Immune Thrombocytopenia Triggered by Sildenafil-Containing Rhino 69 Platinum 1000: A Case Report
Aishwarya Saripalli, Rupam Sharma, Kevin T Dao, Kasey Fox

TL;DR
A man developed immune thrombocytopenia after taking a supplement containing sildenafil, which resolved after stopping the supplement and receiving treatment.
Contribution
First reported case linking sildenafil-containing 'Rhino 69 Platinum 1000' to drug-induced immune thrombocytopenia.
Findings
Patient showed rapid platelet recovery after IVIG and dexamethasone treatment.
Platelet counts normalized and symptoms resolved after discontinuing the supplement.

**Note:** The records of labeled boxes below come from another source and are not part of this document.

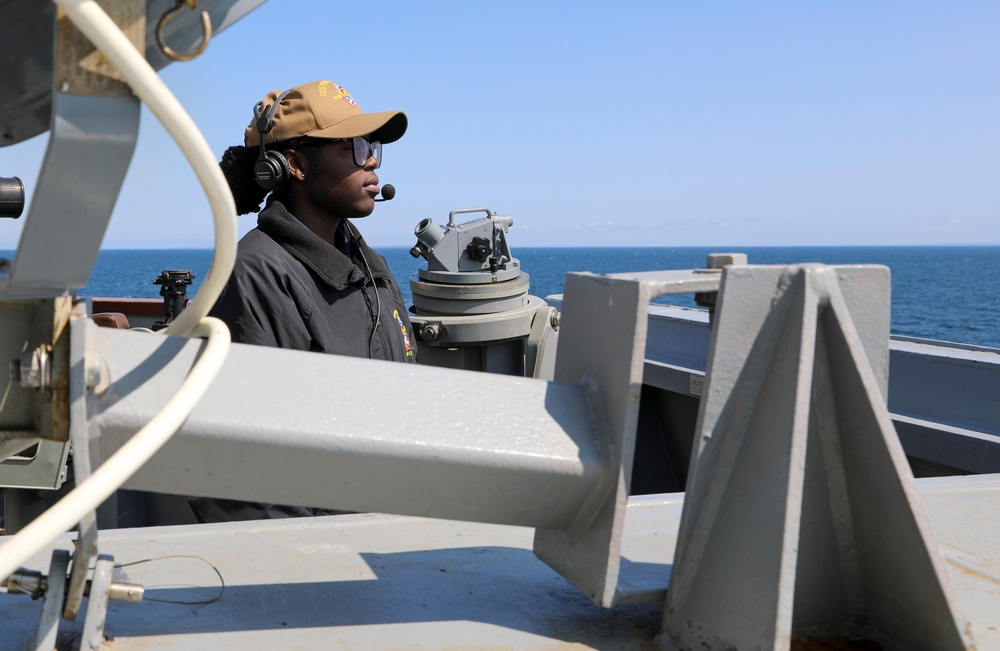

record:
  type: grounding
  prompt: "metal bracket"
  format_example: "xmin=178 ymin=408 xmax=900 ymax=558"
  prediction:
xmin=664 ymin=265 xmax=973 ymax=651
xmin=534 ymin=271 xmax=720 ymax=608
xmin=35 ymin=549 xmax=69 ymax=651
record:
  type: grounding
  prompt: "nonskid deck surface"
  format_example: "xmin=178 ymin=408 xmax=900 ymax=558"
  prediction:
xmin=0 ymin=482 xmax=1000 ymax=651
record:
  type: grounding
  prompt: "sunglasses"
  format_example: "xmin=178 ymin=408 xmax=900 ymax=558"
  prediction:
xmin=330 ymin=136 xmax=382 ymax=169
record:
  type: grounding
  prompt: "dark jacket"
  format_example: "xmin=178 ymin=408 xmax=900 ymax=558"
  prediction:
xmin=211 ymin=201 xmax=416 ymax=362
xmin=188 ymin=201 xmax=416 ymax=522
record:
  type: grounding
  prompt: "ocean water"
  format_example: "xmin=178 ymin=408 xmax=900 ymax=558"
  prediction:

No other causes of thrombocytopenia were identified during follow-up.
Abstract
Drug-induced immune thrombocytopenia (DITP) is a rare but serious complication resulting from exposure to certain medications, herbal products, and dietary supplements. Although various agents have been implicated, sildenafil-containing over-the-counter supplements have not previously been associated with this phenomenon. Herein, we report a case of a 24-year-old male who presented with diffuse purpuric rash, gum bleeding, and epistaxis over three days. Laboratory testing revealed severe isolated thrombocytopenia (platelet count of 4,000/µL). Extensive workup for infectious, hepatic, autoimmune, and thrombotic etiologies was unremarkable. Upon further history, the patient disclosed use of "Rhino 69 Platinum 1000," an unregulated sexual enhancement supplement containing undeclared sildenafil over the prior two weeks. He received intravenous immunoglobulin (IVIG) and high-dose…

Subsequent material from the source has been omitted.